Every GP has a patient from hell. Phil's latest has just moved in – next door to the surgery

We all have our nightmare patient. Let me tell you about mine. She was a student at Sunderland ‘University', so in a sense she was never going to be the worst patient EVER. She would be with our practice for only three years tops, and very few Sunderland University students make it that far. I was right. She was gone in 18 months. But what an eventful 18 months.

She lived in the student residence next door, but luckily she phoned to tell us to expect her before her first appointment.

She had requirements. How hot was the waiting room? ‘Dunno,‘ said our receptionist, ‘not too hot, not too cold.'

Our patient hummed and hawed but decided to risk it, on one condition: ‘You have to seat me next to an electric socket'.

‘Why?' asked our receptionist.

‘Brittle asthma,' replied our heroine.

Half our staff were lurking behind the reception desk to see her arrive, and she didn't disappoint. She had a nebuliser strapped to her back like one of the guys in Ghostbusters, and held the mask like a talisman. She had also acquired a sidekick; a sad-looking young man who ran beside her holding the plug for her nebuliser, playing Igor to her Dr Frankenstein.

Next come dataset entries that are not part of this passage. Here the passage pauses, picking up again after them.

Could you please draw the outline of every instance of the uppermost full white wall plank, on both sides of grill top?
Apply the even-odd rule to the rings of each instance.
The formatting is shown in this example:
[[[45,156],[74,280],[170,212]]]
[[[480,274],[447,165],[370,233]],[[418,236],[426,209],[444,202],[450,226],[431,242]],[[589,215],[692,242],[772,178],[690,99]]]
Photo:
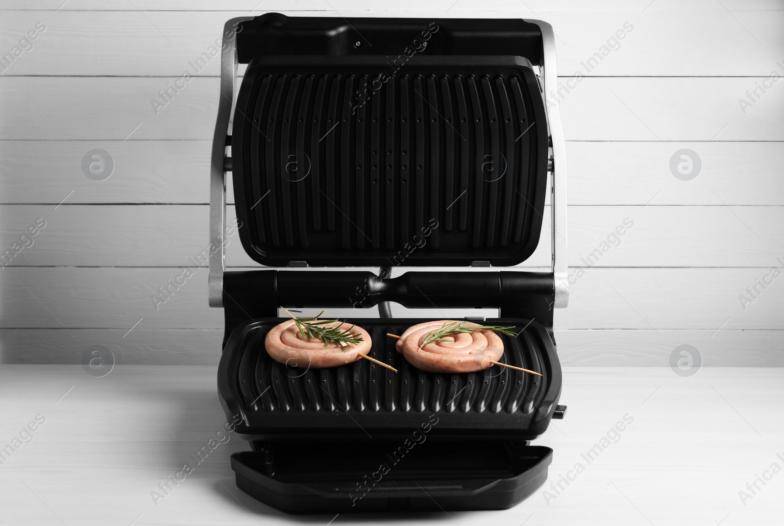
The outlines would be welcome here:
[[[445,2],[443,9],[421,2],[408,3],[408,9],[403,5],[390,6],[391,9],[374,6],[372,13],[364,5],[359,9],[355,5],[336,9],[342,16],[541,16],[553,24],[558,35],[557,67],[561,76],[574,76],[577,72],[591,76],[770,76],[772,70],[784,73],[784,67],[776,65],[782,60],[784,44],[780,20],[767,10],[743,8],[728,13],[719,5],[685,11],[655,5],[643,13],[645,5],[627,5],[611,13],[588,10],[585,6],[565,10],[529,4],[529,9],[519,2],[489,6],[460,2],[447,14],[454,2]],[[215,51],[220,49],[220,41],[217,46],[215,42],[221,37],[223,24],[230,18],[249,14],[254,7],[243,5],[239,12],[202,12],[196,8],[170,12],[150,5],[153,10],[141,13],[125,3],[125,11],[107,11],[101,6],[102,10],[85,13],[67,9],[70,4],[56,16],[26,10],[4,13],[0,49],[12,49],[39,21],[46,27],[32,42],[32,49],[22,53],[5,74],[181,76],[183,71],[190,71],[220,75],[220,56]],[[274,4],[260,7],[262,10],[256,14],[275,10]],[[307,9],[307,4],[302,7]],[[318,9],[312,13],[291,11],[292,5],[278,8],[295,16],[338,16],[327,4],[318,2],[310,5],[310,9]],[[84,60],[84,49],[92,50],[89,60]],[[202,53],[207,53],[206,66],[191,66]],[[592,64],[588,61],[594,53],[597,57]],[[673,60],[673,56],[678,60]]]

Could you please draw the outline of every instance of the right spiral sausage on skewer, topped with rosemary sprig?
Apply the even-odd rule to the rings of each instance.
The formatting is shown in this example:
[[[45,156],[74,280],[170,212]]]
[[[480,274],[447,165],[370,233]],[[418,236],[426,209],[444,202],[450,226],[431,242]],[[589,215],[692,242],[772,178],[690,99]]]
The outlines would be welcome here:
[[[437,331],[453,320],[426,321],[406,329],[397,340],[395,349],[416,368],[429,372],[476,372],[492,367],[503,355],[503,341],[495,332],[457,332],[449,342],[420,343],[430,332]],[[468,323],[470,327],[479,324]]]

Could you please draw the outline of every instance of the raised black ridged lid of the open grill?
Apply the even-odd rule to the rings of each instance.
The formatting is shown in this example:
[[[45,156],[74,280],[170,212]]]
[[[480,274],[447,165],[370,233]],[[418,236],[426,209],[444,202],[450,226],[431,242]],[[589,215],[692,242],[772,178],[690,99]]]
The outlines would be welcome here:
[[[343,19],[240,24],[249,66],[232,170],[253,259],[506,266],[531,256],[548,158],[532,68],[541,33],[522,20],[467,22],[352,19],[369,41],[358,45]]]

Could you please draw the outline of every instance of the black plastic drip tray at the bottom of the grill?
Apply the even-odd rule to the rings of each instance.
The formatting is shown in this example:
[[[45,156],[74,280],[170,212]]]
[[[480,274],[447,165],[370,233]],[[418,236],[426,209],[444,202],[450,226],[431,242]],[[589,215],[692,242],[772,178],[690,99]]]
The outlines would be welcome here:
[[[552,450],[499,441],[285,441],[235,453],[244,492],[289,513],[500,510],[547,477]]]

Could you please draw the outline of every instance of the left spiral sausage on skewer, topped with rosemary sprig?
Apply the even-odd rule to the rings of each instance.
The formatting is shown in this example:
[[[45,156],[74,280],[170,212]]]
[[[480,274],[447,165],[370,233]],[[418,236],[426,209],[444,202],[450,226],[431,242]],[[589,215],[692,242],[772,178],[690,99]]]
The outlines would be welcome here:
[[[322,327],[343,327],[348,330],[351,325],[343,321],[321,325]],[[299,329],[296,328],[294,320],[287,320],[279,325],[275,325],[267,338],[264,339],[264,346],[267,353],[281,364],[291,367],[321,369],[327,367],[337,367],[346,365],[360,359],[360,354],[367,354],[370,351],[372,342],[370,335],[364,328],[354,325],[351,328],[354,335],[361,337],[360,343],[349,343],[346,346],[339,346],[335,342],[327,345],[320,339],[303,338]]]

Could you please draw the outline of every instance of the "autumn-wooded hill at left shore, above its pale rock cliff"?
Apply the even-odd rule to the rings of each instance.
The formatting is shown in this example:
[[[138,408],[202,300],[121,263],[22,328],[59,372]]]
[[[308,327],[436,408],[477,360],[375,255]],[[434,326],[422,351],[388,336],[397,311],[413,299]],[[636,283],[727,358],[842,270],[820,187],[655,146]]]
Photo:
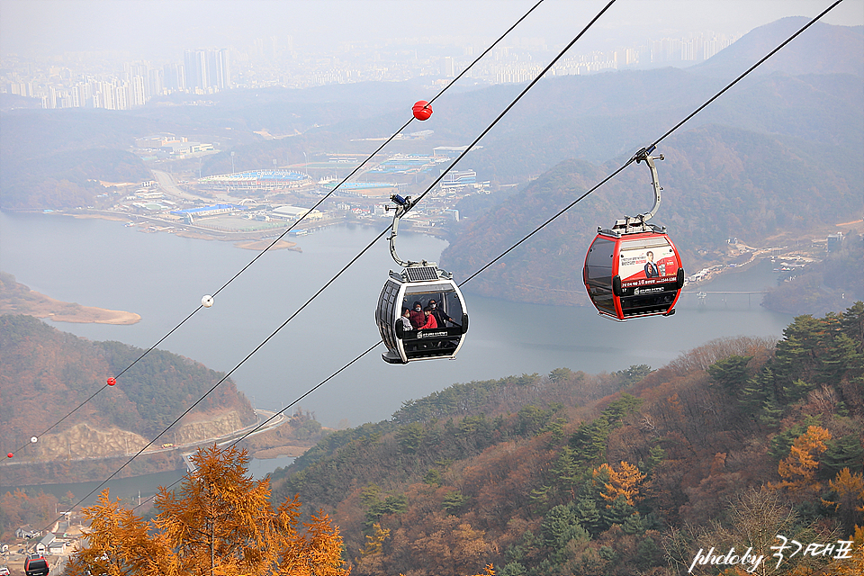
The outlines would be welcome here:
[[[25,446],[32,435],[41,434],[67,416],[144,352],[120,342],[77,338],[20,315],[0,316],[0,351],[0,428],[4,431],[0,443],[4,454]],[[94,396],[51,432],[63,434],[86,424],[149,439],[222,376],[183,356],[153,350],[115,386]],[[184,421],[212,419],[228,412],[236,412],[245,424],[255,419],[249,402],[230,380],[208,395]],[[40,442],[31,450],[40,449],[45,439]]]

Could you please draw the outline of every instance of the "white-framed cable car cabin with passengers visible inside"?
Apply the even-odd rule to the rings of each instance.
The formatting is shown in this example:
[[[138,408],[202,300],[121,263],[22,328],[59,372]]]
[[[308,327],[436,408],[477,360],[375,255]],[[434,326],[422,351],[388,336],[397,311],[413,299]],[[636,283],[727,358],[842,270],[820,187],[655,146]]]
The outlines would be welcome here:
[[[435,320],[436,328],[419,328],[415,316],[410,320],[411,329],[403,328],[401,316],[406,308],[414,311],[419,303],[420,308],[425,309],[432,301],[442,313],[430,315],[443,320],[443,326]],[[387,347],[382,358],[390,364],[455,358],[468,331],[468,313],[462,293],[452,275],[437,266],[409,266],[401,274],[391,271],[378,299],[375,321]]]

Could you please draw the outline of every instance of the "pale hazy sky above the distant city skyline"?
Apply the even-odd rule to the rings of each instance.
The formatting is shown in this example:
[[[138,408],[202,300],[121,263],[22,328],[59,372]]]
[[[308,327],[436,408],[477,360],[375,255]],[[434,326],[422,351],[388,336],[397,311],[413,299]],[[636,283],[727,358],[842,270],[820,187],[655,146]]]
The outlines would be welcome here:
[[[561,45],[607,0],[546,0],[518,37]],[[492,38],[536,0],[0,0],[0,50],[22,56],[128,50],[176,58],[183,49],[291,35],[309,51],[344,41],[419,36]],[[687,31],[743,33],[785,16],[814,16],[831,0],[618,0],[585,40],[626,42]],[[864,24],[864,0],[845,0],[827,23]],[[612,47],[614,48],[614,47]]]

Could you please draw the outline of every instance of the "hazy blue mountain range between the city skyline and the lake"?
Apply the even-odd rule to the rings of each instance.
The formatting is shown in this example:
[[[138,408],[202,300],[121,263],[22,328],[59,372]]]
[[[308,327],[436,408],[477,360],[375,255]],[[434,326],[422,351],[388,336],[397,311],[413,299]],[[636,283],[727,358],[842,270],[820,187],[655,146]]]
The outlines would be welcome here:
[[[786,18],[762,26],[688,69],[544,78],[482,139],[482,148],[456,166],[472,168],[493,189],[521,185],[515,193],[472,196],[459,206],[467,220],[452,230],[443,265],[457,275],[473,273],[804,23]],[[864,28],[816,23],[660,143],[657,152],[667,160],[658,168],[665,194],[656,219],[669,226],[686,267],[710,261],[729,237],[758,245],[861,214],[861,54]],[[523,87],[448,92],[429,121],[405,130],[434,133],[394,142],[391,151],[468,144]],[[135,137],[159,131],[213,141],[222,151],[204,160],[202,174],[227,172],[232,152],[238,170],[269,166],[272,158],[301,163],[304,152],[369,152],[378,142],[354,140],[388,136],[417,94],[428,93],[419,82],[370,83],[232,91],[213,95],[211,105],[178,105],[189,96],[173,96],[129,112],[4,112],[0,200],[5,209],[81,205],[100,190],[90,180],[145,174],[146,166],[127,150]],[[264,139],[255,130],[295,136]],[[417,192],[429,182],[419,182]],[[580,290],[575,284],[594,230],[647,210],[648,182],[643,166],[631,166],[514,253],[506,273],[492,269],[467,289],[489,293],[496,287],[500,297],[538,302],[549,300],[518,286]]]

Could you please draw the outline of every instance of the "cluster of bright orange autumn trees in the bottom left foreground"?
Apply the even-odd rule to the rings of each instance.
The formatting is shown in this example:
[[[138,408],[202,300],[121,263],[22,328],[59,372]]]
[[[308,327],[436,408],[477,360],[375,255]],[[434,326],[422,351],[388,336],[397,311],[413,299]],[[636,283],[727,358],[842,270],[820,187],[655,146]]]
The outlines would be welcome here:
[[[246,450],[199,449],[179,491],[160,488],[152,521],[104,491],[85,508],[91,532],[67,573],[125,576],[347,576],[342,538],[326,515],[298,527],[301,503],[270,503],[269,479],[247,475]]]

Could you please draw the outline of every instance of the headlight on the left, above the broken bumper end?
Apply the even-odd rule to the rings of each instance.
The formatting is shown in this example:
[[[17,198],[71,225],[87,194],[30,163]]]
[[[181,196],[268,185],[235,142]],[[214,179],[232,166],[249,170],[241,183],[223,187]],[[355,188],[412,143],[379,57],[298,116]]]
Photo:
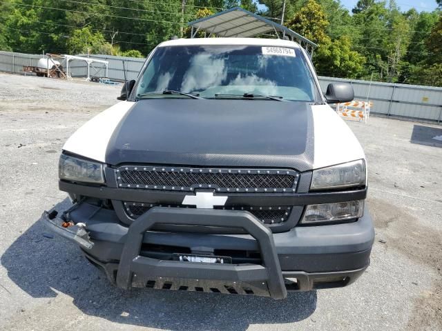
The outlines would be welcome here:
[[[102,163],[77,159],[61,154],[59,161],[59,178],[68,181],[87,183],[104,183]]]

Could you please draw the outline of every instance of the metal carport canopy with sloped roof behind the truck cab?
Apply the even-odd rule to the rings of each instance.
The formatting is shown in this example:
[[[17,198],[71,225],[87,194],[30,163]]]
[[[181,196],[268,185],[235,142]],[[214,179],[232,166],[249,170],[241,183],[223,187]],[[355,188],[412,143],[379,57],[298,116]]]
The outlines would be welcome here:
[[[215,34],[218,37],[243,38],[258,36],[267,32],[276,32],[278,35],[278,32],[282,32],[283,36],[291,37],[291,40],[297,39],[300,43],[307,43],[312,48],[317,46],[316,43],[302,37],[294,30],[239,7],[224,10],[223,12],[191,21],[188,24],[192,27],[191,37],[195,37],[196,32],[200,30],[209,32],[209,34]]]

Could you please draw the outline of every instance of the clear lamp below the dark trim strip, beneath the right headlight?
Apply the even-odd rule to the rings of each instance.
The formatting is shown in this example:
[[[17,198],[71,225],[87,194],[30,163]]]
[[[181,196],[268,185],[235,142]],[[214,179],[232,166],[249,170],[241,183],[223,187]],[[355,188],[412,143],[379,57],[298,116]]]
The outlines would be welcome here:
[[[321,222],[347,221],[349,219],[357,219],[362,217],[363,213],[363,200],[307,205],[301,223],[312,224]]]

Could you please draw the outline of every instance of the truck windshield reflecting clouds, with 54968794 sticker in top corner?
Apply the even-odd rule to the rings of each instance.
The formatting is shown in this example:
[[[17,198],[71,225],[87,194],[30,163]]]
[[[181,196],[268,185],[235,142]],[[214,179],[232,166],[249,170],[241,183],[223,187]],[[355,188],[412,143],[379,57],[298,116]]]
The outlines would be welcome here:
[[[161,93],[167,90],[206,99],[252,94],[314,101],[316,95],[302,52],[298,48],[267,46],[157,48],[140,78],[135,97],[183,97]]]

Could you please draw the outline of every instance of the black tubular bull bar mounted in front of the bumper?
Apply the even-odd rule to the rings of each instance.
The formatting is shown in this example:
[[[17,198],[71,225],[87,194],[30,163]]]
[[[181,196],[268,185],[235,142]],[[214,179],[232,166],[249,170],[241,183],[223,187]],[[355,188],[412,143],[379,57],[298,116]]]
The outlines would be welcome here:
[[[213,232],[223,227],[242,228],[258,241],[262,265],[192,263],[143,257],[140,255],[143,239],[146,236],[148,242],[148,230],[157,224],[200,225],[206,226],[208,232],[211,228]],[[146,284],[155,279],[176,280],[184,284],[198,281],[201,286],[209,287],[213,283],[228,283],[233,287],[238,283],[259,284],[258,287],[264,287],[273,299],[287,297],[271,230],[249,212],[240,210],[154,207],[138,217],[128,228],[118,265],[117,286],[128,289],[134,282]]]

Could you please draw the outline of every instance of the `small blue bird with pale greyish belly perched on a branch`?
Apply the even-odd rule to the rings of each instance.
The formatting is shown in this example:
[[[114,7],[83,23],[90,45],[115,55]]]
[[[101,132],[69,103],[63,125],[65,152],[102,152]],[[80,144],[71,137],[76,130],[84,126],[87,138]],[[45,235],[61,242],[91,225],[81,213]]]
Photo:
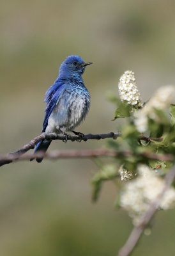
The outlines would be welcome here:
[[[45,93],[45,118],[42,132],[66,134],[73,131],[86,117],[90,106],[90,95],[84,86],[82,74],[92,62],[84,62],[80,56],[68,56],[59,68],[59,76]],[[46,152],[51,141],[39,141],[34,152]],[[31,159],[33,160],[33,159]],[[43,157],[36,158],[38,163]]]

Our receptionist wordlessly pointed at a socket, and young man plugged her in and hovered by the on/off switch in case of a sudden bronchospasm.

Despite daily consultations, none of us saw any evidence she had asthma. Nor did any of the doctors at A&E, who saw her on a similarly frequent basis. Eventually she disappeared. I assume the trust fund ran out and she had to go back to the Home Counties to marry some Nigel. Toodle-pip.

However, it's a shock to find your nightmare patient in your present, not your past. I am always suspicious of people who buy houses very close to a doctor's surgery. This guy was in reception while the removal vans were still unloading, with a repeat prescription list the length of a respectable short story.

A day later he was back; clutching his chest and staggering around reception. No doctors were in so the girls called an ambulance. Two days later he was out with the unhelpful (but entirely usual) diagnosis of ‘non-cardiac chest pain'.

That was yesterday. Today, I took a call from him. ‘Pain all over!' Gasp gasp. ‘Can't breathe!' Gasp gasp. ‘It's this new tablet they gave me!' Gasp… oh, you get the idea.

‘What is this new tablet?' I asked.

‘Let me have a look.' I noticed he forgot to gasp for a while. ‘Cloppy-dog something .'

‘Don't take any more,' I said, ‘and phone us in few days if you don't feel any better.'

Twenty minutes later I had a screaming daughter on the phone. ‘He's lost the use of his legs!' she yelled.

Tweaking the blinds I could actually see the bugger, standing hands on hips in his window, looking remarkably undistressed. So I told her: ‘I'm not going to visit him.'

‘I'm going to complain about you!' she bellowed.

‘Such is your right,' I told her, ‘but bring him to the surgery if you're worried.'

This man will never get a home visit from us, while I breathe. Let the battle of wills commence.